An Efficient and Fast Method for Labeling and Analyzing Mouse Glomeruli

Published: February 9, 2024 doi: 10.3791/65973
Automatic Translation
1,2, 2, 1, 2, 2, 1,2, 3
1Key Laboratory of Transplant Engineering and Immunology, NHFPC, West China Hospital, Sichuan University, 2Core Facility of West China Hospital, Sichuan University, 3Regenerative Medicine Research Center, West China Hospital, Sichuan University

Summary

This study presents an easy-to-use, complete, and simple set of methods to label and analyze glomeruli from CUBIC-cleared mouse kidneys. Data such as glomerulus number and volume can be obtained easily and reliably using fluorescein isothiocyanate (FITC)-Dextran, light sheet fluorescence microscopy (LSFM), or common confocal microscopy and software such as Imaris.

Abstract

The glomeruli are fundamental units in the kidney; hence, studying the glomeruli is pivotal for understanding renal function and pathology. Biological imaging provides intuitive information; thus, it is of great significance to label and observe the glomeruli. However, the glomeruli observation methods currently in use require complicated operations, and the results may lose label details or three-dimensional (3D) information. The clear, unobstructed brain imaging cocktails and computational analysis (CUBIC) tissue clearing technology has been widely used in renal research, allowing for more accurate detection and deeper detection depth. We found that mouse glomeruli can be rapidly and effectively labeled by tail vein injection of medium molecular weight FITC-Dextran followed by the CUBIC clearing method. The cleared mouse kidney could be scanned by a light-sheet microscope (or a confocal microscope when sliced) to obtain three-dimensional image stacks of all the glomeruli in the entire kidney. Processed with appropriate software, the glomeruli signals could be easily digitized and further analyzed to measure the number, volume, and frequency of the glomeruli.

Introduction

The number and volume of glomeruli are very important for the diagnosis and treatment of various kidney diseases1,2,3,4,5. The golden standard of glomeruli number estimation is the physical dissector/fractionator combination. However, this method requires special reagents and equipment, making it slow and expensive6,7,8,9. Biopsy provides a wealth of information, but obviously, this method is only suitable for rough estimations10,11. Medical imaging technologies, including magnetic resonance imaging (MRI), computed tomography (CT), and X-ray, are also widely used in glomerular detection12,13,14,15, but such technologies require bulky instruments. New methods, such as matrix-assisted laser desorption/ionization (MALDI) imaging mass spectrometer16 or the thick and thin section method17, have also been used in glomerular detection, though they remain tedious and laborious.

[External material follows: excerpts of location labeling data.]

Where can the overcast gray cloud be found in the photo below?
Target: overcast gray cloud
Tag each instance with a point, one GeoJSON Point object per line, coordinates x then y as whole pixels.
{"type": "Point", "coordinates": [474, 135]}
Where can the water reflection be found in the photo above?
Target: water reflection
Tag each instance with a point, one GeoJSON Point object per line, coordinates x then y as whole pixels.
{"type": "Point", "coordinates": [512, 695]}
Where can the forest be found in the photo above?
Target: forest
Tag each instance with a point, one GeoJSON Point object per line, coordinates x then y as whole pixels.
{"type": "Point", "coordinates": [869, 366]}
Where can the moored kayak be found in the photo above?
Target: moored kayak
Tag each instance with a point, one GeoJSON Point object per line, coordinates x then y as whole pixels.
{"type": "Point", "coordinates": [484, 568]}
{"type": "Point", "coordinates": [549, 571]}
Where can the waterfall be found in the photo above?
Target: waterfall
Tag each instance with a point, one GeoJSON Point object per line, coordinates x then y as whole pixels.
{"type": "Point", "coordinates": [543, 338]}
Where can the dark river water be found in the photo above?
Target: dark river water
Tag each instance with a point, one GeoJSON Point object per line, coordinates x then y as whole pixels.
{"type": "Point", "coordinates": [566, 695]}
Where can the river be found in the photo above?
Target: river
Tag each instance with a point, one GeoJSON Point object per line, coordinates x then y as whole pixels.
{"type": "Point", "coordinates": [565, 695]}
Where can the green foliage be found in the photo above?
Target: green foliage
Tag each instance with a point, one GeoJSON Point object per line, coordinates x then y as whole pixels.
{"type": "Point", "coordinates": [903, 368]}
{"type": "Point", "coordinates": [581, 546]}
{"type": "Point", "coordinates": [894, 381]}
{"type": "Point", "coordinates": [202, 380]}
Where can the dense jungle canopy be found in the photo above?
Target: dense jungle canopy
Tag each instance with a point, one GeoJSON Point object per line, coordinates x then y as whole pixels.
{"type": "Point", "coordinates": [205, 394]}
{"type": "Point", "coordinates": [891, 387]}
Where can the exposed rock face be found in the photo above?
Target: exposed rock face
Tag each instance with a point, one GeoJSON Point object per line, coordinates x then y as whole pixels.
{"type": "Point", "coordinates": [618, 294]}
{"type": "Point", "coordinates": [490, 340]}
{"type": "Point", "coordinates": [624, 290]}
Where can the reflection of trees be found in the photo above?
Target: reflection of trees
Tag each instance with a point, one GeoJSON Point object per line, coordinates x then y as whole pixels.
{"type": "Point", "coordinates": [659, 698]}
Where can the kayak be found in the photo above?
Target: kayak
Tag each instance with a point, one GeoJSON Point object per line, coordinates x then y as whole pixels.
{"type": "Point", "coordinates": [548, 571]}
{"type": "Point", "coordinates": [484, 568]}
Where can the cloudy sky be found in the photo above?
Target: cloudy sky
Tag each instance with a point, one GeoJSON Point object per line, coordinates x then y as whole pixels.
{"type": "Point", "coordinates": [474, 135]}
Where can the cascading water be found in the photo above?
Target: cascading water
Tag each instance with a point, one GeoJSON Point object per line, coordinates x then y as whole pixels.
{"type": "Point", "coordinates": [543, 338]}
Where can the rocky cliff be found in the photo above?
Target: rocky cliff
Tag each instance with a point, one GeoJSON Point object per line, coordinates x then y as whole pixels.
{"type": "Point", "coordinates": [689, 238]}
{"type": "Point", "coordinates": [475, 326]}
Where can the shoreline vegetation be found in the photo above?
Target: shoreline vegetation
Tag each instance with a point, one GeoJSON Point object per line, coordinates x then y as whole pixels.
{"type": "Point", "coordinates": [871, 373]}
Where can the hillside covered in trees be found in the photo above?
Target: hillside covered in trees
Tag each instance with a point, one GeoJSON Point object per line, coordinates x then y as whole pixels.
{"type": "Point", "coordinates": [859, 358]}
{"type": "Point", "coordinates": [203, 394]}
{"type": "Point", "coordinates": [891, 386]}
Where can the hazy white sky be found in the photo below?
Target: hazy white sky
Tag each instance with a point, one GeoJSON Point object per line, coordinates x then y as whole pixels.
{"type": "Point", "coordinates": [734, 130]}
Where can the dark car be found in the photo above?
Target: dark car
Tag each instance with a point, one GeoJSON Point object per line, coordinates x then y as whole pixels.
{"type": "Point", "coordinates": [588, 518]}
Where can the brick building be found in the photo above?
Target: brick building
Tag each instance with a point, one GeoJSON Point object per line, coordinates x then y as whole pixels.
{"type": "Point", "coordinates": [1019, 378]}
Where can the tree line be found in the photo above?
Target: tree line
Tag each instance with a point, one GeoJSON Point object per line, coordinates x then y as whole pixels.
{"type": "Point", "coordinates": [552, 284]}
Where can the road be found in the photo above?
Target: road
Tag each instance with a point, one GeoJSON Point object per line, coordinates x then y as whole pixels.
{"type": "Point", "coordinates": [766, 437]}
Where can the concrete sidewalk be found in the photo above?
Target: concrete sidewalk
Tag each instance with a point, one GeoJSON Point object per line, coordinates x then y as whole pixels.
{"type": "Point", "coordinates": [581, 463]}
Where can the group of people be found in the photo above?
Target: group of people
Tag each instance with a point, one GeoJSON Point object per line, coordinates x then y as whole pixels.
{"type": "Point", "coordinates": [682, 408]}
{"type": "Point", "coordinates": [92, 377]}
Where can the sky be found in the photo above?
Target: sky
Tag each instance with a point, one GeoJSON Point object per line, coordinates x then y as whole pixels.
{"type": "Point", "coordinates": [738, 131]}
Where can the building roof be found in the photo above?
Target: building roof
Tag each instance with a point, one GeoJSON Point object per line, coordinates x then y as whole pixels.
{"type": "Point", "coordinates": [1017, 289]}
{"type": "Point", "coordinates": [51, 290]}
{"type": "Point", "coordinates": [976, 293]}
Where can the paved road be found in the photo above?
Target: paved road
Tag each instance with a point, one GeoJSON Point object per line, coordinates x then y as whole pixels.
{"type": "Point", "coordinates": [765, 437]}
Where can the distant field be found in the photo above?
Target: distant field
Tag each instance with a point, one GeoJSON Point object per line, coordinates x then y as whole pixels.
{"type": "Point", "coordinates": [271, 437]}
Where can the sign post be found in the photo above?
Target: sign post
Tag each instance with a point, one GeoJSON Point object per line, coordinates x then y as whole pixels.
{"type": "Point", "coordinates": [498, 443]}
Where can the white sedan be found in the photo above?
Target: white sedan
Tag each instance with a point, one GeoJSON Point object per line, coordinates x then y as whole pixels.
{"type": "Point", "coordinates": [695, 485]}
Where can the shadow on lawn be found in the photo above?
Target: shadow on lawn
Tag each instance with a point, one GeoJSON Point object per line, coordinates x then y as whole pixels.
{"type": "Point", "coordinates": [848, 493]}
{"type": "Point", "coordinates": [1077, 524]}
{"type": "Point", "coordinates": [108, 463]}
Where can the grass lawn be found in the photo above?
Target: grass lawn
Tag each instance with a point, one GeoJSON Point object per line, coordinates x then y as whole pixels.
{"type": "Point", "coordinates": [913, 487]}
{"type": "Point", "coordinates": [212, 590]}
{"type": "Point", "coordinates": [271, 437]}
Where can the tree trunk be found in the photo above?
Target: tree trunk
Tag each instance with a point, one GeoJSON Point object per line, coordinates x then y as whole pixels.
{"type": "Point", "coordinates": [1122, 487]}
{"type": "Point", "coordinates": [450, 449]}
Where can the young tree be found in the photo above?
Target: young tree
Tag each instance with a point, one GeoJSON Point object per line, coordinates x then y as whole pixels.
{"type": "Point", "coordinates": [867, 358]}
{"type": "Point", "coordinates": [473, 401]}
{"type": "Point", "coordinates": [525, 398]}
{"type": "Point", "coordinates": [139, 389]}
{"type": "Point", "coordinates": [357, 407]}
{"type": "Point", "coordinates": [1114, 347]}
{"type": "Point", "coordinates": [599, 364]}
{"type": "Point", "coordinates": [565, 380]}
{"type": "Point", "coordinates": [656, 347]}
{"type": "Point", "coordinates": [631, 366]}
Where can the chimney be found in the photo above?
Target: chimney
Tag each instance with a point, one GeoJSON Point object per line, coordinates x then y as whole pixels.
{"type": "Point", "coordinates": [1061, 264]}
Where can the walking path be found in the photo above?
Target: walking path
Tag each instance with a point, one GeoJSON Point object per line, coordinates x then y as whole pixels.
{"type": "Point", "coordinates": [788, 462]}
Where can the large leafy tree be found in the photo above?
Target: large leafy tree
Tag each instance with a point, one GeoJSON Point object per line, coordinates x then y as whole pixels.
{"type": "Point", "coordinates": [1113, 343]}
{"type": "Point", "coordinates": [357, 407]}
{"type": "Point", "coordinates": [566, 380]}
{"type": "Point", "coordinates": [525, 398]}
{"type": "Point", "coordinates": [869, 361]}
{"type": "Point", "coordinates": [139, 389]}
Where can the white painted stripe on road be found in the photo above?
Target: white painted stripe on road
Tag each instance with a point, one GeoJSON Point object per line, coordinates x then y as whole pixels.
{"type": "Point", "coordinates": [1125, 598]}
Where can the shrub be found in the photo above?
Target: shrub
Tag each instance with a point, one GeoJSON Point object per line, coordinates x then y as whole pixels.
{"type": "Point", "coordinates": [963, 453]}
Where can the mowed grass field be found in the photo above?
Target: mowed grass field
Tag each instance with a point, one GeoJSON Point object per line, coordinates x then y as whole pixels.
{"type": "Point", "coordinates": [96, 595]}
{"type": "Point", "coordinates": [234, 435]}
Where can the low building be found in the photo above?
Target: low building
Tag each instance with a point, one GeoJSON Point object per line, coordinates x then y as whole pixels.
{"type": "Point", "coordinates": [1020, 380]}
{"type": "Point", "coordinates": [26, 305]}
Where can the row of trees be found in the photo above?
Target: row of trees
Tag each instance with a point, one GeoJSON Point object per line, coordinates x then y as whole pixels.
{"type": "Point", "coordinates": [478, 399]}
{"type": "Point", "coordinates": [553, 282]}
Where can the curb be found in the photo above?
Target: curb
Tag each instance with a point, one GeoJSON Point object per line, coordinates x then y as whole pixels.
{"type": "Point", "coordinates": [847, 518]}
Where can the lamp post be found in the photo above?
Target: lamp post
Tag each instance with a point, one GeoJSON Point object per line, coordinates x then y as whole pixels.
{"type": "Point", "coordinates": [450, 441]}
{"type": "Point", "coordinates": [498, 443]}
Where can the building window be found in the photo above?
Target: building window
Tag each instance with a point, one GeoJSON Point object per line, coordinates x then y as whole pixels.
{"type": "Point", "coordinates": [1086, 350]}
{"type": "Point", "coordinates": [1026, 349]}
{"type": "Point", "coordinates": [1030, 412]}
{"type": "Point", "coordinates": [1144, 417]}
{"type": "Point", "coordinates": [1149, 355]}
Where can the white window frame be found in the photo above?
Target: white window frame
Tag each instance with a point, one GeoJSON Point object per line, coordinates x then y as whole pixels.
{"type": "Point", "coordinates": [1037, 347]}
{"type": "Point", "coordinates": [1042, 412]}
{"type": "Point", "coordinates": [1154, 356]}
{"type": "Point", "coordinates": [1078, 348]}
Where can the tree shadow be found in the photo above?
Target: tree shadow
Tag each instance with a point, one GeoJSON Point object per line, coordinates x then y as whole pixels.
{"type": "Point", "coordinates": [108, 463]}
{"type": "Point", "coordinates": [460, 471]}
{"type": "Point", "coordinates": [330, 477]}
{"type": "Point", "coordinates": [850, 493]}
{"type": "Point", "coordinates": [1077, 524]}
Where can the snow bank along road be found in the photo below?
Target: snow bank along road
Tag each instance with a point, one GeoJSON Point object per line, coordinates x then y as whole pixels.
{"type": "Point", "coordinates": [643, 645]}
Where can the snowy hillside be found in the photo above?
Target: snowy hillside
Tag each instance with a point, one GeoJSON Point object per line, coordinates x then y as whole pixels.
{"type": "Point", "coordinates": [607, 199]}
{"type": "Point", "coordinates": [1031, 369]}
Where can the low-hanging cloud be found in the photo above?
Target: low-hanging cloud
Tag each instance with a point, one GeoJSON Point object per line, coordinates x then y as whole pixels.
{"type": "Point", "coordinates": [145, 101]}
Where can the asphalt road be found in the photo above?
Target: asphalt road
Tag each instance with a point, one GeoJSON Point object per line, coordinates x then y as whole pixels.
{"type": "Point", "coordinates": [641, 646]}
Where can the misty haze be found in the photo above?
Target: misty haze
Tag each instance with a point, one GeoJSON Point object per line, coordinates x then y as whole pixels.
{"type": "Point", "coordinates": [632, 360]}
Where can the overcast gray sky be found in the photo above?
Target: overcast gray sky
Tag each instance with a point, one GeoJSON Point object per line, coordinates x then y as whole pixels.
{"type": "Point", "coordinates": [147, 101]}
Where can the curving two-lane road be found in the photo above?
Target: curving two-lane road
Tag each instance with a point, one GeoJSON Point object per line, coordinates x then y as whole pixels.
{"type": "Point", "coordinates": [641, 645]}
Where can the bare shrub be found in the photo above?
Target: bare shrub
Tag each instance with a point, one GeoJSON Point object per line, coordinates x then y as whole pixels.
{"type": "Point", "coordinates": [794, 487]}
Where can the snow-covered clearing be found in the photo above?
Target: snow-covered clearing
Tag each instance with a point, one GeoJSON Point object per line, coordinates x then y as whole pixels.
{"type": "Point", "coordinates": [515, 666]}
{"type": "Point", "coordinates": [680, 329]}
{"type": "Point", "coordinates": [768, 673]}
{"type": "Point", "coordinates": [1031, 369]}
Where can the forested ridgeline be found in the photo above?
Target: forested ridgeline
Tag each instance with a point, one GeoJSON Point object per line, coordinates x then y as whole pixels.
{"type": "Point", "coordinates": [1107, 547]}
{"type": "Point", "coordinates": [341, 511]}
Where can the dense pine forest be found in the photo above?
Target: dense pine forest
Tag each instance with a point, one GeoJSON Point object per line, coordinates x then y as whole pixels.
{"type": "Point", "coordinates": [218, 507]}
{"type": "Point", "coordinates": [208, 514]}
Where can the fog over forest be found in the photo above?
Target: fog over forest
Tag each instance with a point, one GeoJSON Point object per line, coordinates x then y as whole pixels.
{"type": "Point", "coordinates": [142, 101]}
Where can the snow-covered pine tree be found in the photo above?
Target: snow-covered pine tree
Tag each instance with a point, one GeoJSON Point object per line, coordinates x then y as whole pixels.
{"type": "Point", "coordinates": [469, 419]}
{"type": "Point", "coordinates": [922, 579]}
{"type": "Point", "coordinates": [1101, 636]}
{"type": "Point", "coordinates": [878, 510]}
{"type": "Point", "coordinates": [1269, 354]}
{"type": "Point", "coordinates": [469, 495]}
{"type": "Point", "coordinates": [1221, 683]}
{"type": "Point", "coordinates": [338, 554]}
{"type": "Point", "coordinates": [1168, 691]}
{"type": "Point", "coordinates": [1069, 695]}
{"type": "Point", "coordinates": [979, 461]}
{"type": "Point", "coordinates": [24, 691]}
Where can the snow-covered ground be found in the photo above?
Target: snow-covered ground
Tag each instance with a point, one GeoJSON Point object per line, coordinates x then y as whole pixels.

With the help of transparency technologies, it is possible to observe deeper depths and obtain richer and more complete information from thick tissues or even whole organs18,19,20,21,22,23. Therefore, transparency technologies have been widely used in kidney research24. The observation and detection of glomeruli in the cleared kidneys are also involved. However, these published articles either only briefly referred to glomerular detection25 or used difficult-to-achieve labeling methods such as transgenic animals26, self-produced dyes13, or high-concentration antibody incubation27 to label the glomeruli. In addition, although studies had analyzed glomeruli in cleared kidneys, the analyses were always limited13 or relied on analysis algorithms established by the authors themselves26.

We have previously demonstrated a more convenient way to label the glomeruli in mice kidneys28. By using Imaris, we found that glomeruli count, frequency, and volume could be quickly obtained. Thus, here we present a more accessible, comprehensive, and simplified set of methods to label and analyze the glomeruli of mice kidneys.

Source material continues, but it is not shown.